Yes I again state that the term is misleading as no email has directly link roves use of the term. This is a mistake on mybehalf echoing the sentiments of media headlines. since roves fingerprints are all over the place.

Someones spending too much time on the left wing blogs and thinking that the information contained therein is 'balanced' in any way, shape or form. If anything, these last few posts have shown me the extent the left will go to in order to convince itself that there is a conspriacy out there to cover up.

Richard clarkes : Not a conspiracy just incompetence.
petty much after years of repeated incompetence by the bush administration.
 
I think the operative word in your paragraph is 'probably'. Does firing the prosecutor erase the facts surrounding the political ally? No. If the evidence is there then I encourage the fired persons replacement to throughly investigate it, as they should. Firing someone doesnt magically make criminal activity disappear. Say the prosecutors in question had just keeled over dead instead of being fired, would that have change the evidence leading to an indictment? No.

You see, if your allegation were true then why didnt they fire the prosector (Fitzgerald) handling the Plame case? Do you think if they had fired him, would the case 'just gone away'? Hell no. The allegation just makes no sense.

A disingenuous question. The Plame case was so visible on a national level that had he ordered the AG to fire Fitzgerald, it would have had the same reverberations as Nixon's Saturday Night Massacre.

So, in answer to your question, if such indictment had not happened and there is no guarentee that such even WOULD happen, A. legal is the answer.

As PP notes, that isn't the correct answer. If it was the President's/AG's intention to influence the future investigation via the firing, then it wasn't legal.

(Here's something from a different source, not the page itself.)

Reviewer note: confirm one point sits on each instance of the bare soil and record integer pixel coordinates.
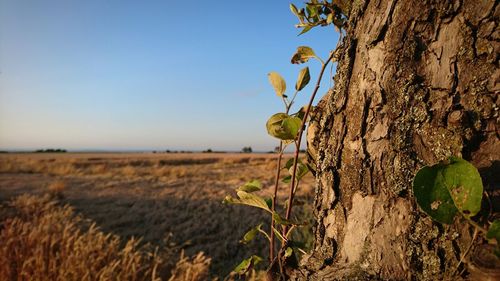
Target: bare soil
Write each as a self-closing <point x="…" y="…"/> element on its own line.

I dont think this is the allegation however. I think the allegation is that these prosecutors were just fired for political reasons, not as part of some 'cover up'.

Funny, I read "political reasons" and "cover up" as being one and the same. Was the Watergate break-in done for "political reasons" or as part of a "cover up"? Preventing Republican congressmen and/or more senior CIA managers from being investigated and indicted for bribery could be filed under either term.
 
Whats wrong with it? It promotes paranoia and instability. Isnt it false logic to assume since its happened before it will happen again?

There you have it; watching for signs of corruption is unpatriotic and illogical!

Aren't you impressed that the Patriot Act is being used against Congress, instead of terrorists? Isn't that what people predicted, that the Act would be used to curtail patriot freedoms?